Neither have the arguments over cost and the number of ships. In 1775, Samuel Chase of Maryland warned the Continental Congress that the Navy plan would bankrupt the revolutionary cause and called it the “maddest idea in the world."

The current 112th Congress has been caught up in similar debates over military spending and the size and mission of the Navy. Republican presidential nominee Mitt Romney joined the fray on Monday in a foreign policy address at the Virginia Military Institute.

“The size of our Navy is at levels not seen since 1916,” Romney said. “I'll restore our Navy to the size needed to fulfill our missions by building 15 ships per year, including three submarines. I'll implement effective missile defenses to protect against threats.
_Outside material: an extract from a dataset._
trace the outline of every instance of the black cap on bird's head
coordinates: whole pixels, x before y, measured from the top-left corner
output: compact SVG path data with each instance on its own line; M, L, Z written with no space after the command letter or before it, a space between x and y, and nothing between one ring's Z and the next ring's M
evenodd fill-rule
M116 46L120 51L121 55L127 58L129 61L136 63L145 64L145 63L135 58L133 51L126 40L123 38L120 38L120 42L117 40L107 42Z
And on this, there will be no flexibility with (Russian President) Vladimir Putin.”

At the Pentagon, Mabus and Adm. Jonathan Greenert, the chief of Naval Operations, made no reference to Romney’s charges but stressed the overriding importance of “competent and efficient crews” in the modern Navy of 287 ships, more than 3,700 aircraft, and 321,000 active-duty personnel that operates on a budget of about $150 billion.
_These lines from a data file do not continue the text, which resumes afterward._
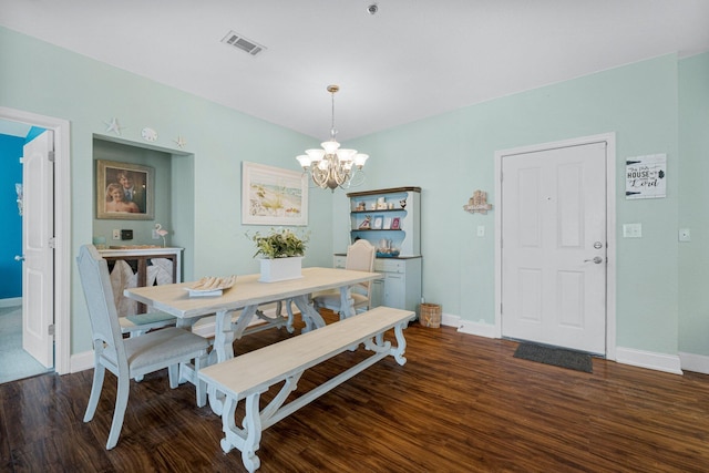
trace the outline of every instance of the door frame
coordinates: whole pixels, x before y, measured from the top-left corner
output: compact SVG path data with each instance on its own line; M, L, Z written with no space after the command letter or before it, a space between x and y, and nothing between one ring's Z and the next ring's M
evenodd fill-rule
M54 131L54 371L71 371L71 182L70 123L0 106L0 119Z
M495 338L502 338L502 158L513 154L535 153L561 147L605 142L606 147L606 359L616 359L616 134L582 136L495 152Z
“The reason we’re the greatest fighting force the world has ever known at sea is our sailors who go to sea,” Mabus said. “That’s our secret weapon, that’s the thing nobody else can replicate.”

“We all know we are in a moment of great strategic transition” with the war in Iraq ended and combat troops scheduled to withdraw from Afghanistan in 2014, said Deputy Defense Secretary Ashton Carter. Under President Obama’s plan announced in January, the military has started to shift emphasis away from the Mideast to focus on the Pacific region and “we see a central role for the U.S. Navy in that strategy," Carter said.
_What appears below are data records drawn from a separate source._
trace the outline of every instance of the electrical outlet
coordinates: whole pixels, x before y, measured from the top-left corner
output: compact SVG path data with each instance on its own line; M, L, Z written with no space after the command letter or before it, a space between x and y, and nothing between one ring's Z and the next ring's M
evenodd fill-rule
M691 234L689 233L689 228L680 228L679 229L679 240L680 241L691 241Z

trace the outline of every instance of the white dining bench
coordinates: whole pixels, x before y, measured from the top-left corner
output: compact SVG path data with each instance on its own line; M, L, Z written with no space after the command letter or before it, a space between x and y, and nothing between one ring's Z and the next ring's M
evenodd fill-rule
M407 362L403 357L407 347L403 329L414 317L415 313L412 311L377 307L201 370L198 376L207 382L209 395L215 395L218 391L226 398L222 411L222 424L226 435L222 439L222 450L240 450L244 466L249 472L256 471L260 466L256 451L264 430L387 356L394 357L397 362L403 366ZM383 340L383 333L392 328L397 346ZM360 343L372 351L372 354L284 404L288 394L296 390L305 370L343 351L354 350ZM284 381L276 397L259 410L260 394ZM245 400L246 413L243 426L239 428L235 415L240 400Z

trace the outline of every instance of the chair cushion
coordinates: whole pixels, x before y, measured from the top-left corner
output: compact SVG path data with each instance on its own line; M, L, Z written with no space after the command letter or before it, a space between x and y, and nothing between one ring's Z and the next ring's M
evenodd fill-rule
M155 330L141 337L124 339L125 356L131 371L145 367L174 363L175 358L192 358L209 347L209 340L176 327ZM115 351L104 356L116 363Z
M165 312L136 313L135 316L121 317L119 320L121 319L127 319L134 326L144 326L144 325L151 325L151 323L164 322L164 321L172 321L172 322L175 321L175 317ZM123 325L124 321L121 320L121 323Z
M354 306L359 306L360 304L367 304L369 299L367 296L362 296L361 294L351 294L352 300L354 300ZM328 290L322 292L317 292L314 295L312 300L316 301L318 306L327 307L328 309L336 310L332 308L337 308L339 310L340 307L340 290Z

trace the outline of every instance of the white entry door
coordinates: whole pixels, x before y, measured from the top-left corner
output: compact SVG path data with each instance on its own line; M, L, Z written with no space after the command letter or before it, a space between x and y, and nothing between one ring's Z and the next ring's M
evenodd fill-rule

Romney gave only a general outline of his own Navy plan, but some details were provided by a top national security adviser, former Navy Secretary John Lehman, in an interview last week with Defense News.

Lehman said a Romney administration would boost ship production from nine per year to 15, including three submarines, to boost the Navy to 350 ships over 10 years.

“This is what the governor is currently campaigning on -- 15 ships per year, 350 ships in 10 years,” Lehman said.

Romney would also keep 11 carriers in the fleet and create a new 11th carrier air wing.

“Right now, 11 carriers is part of the plan, but also with 11 air wings. We’d have an air wing for every carrier,” Lehman said.

“And we would almost immediately reverse the Obama decision to stop production of the F/A-18 Super Hornet in 2014. We think it’s essential to keep the F-18s in production, as well as the F-35,” Lehman said.

Romney’s plan also called for the production of a new class of frigate and a new ballistic missile defense ship packed with radar and intercept missiles. The new ballistic missile ship would likely use an existing hull from an aging LPD (Landing Platform Dock), Lehman said.

Obama’s current proposals would build the Navy to about 320 ships by 2020, with production levels at about nine ships per year.

In recent interviews and speeches, top Navy officials have defended current plans for the size of the fleet while noting the difficulties involved in the shift to Asia that would put 60 percent of the fleet in the Pacific and 40 percent in the Atlantic by 2020.

"The size of the fleet is about right despite what is discussed in the blogosphere,” said Juan Garcia, the Assistant Navy Secretary for Manpower and Reserve Affairs, in a speech last week.

The rebalance to Asia will go forward despite the current need to keep two carrier battle groups in and near the Persian Gulf to pressure Iran, said Adm. Cecil Haney, commander of the Pacific fleet, in an Oct. 6 interview with the San Diego Times-Union.

“If anything, we have plans to continue to bring better capability forward in the Pacific, even while we’re addressing other problems in the Central Command (Middle East) area,” Haney said.

“The real key is as you look at this eventual split by 2020 of 60 percent of forces in the Pacific, 40 percent in the Atlantic -- that will come about,” Haney said, and the priority will remain in the Pacific. “If I needed it, then we would surge capability from the Atlantic side over here,” Haney told the San Diego Times-Union.